For anyone who thought Sheldon Adelson wasn’t paying all that much attention to California may I present you Exhibit A: Former Democratic Assembly Speaker turned lobbyist Fabian Nunez, and Exhibit B: Former San Francisco Mayor Willie Brown, who issued a statement after signing on to the cause as the new national co-chair and California chair of the Coalition to Stop Internet Gambling according to the LA Times.
Brown, a former proponent of online gambling claims he had a change of heart, writing an open letter that stated in part,
“I was once on the wrong side of this issue — speaking for and supporting Internet poker — but I have since learned about some of the tactics used by online gambling companies to lure young people.”
Brown isn’t the first person to have ties to both sides in this debate (on both sides), but he is the first that was openly for online gambling before being against it, which makes it kind of hard to give his “I was once on the wrong side of this issue” decree any worth; if he didn’t know then how does he know now?
A spokesmen for the Coalition to Stop Internet Gambling claimed he didn’t know if Brown’s new position was a paid position or not, but according to the LA Times, Las Vegas Sands Corp has paid Nunez’s Mercury Public Affairs $175,000 over the past six months, so if Willie isn’t getting paid he might want to renegotiate his contract with CSIG.
A trend is forming
The hiring/addition of Brown comes after a period of relative quiet from the anti-online gambling crowd, which seems to be their MO in this fight.
This is the second time Adelson and CSIG have gone dark, with the first occurring after Andy Abboud’s dismal failure in front of Congress, but after their short period of silence the group suddenly reemerged with a renewed push including a series of crazy “Cold War” YouTube videos that all but predicted online poker would lead to the end times.
The second “calm before the storm” occurred after Abboud’s testimony in California last month where he was almost dismissed out of hand, and once again could not answer questions posed to him in a coherent fashion.
Following Abboud’s California missteps (which really aren’t his fault, as the argument he is being asked to make has more holes in it than a golf course) Pennsylvania hosted a somewhat productive hearing sans any representatives from Adelson’s side, and then received a glowing report on how online gambling would impact the state, once again, with no pushback from Adelson.
And during all of this Lindsey Graham has been bombarded from every flank, conservative and libertarian groups have condemned the proposed ban, and there was of course “DeweyGate.”
But now Adelson seems to be ramping up his efforts once again.

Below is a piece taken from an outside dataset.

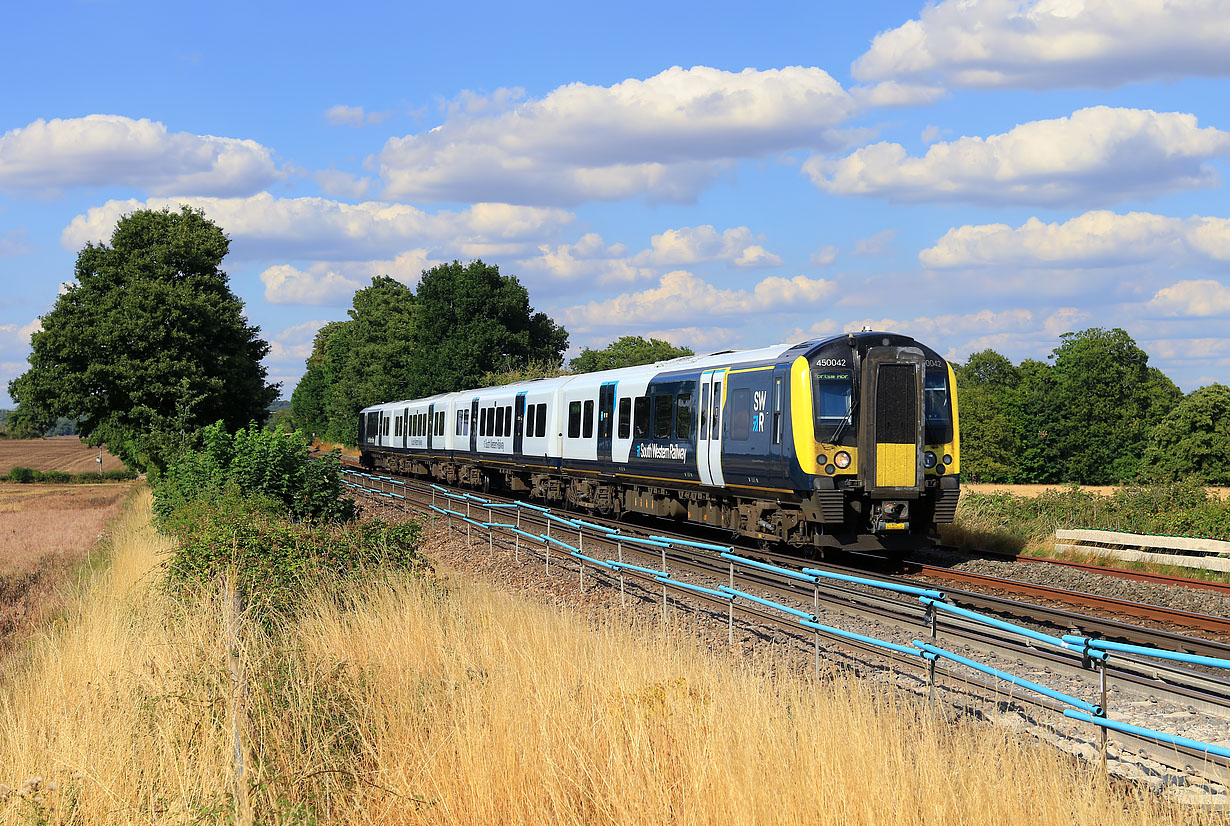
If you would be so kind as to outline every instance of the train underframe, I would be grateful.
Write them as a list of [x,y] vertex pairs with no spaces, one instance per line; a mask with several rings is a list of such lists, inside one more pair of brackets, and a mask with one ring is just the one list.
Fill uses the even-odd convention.
[[[859,483],[768,499],[726,489],[633,483],[597,473],[578,477],[376,451],[364,451],[363,465],[474,490],[499,490],[545,506],[585,510],[610,519],[627,514],[675,519],[800,552],[908,551],[934,543],[937,525],[952,521],[959,493],[956,477],[929,479],[929,486],[914,499],[872,500]],[[891,524],[908,527],[875,530],[888,524],[888,515],[895,520]]]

First with a Bloomberg TV interview and now with the addition of Brown to his CSIG roster.
So, it would appear that online proponents should get used to this start-and-stop strategy from the anti-online gambling crowd.
When things heat up Adelson and CSIG tend to go to ground, but they quickly reemerge with new allies, new talking points, and new vehicles to get their message out.
I sometimes feel like I’m playing a game of lobbyist whack-a-mole and I never even put a quarter in the machine.
Nunez will be representing Sheldon Adelson at the upcoming California iGaming Conference being hosted by Capitol Weekly.
This may signal a shift in the Adelson henchmen pecking order as thus far it has been Andy Abboud, the Vice President of Governmental Relations for Las Vegas Sands who has been dispatched to these types of events.
Perhaps Abboud has benched in favor of Nunez, or perhaps this is just a one-off move to capitalize on Nunez’s California ties.
Brown is a frequent guest on cable news shows and one of the better known figures in California and on a national level.
He will likely act as a talking head for the Coalition as Adelson’s efforts to ban online gambling have been getting more and more publicity on television as of late – with almost all of the coverage being critical of his perceived hypocrisy on this issue.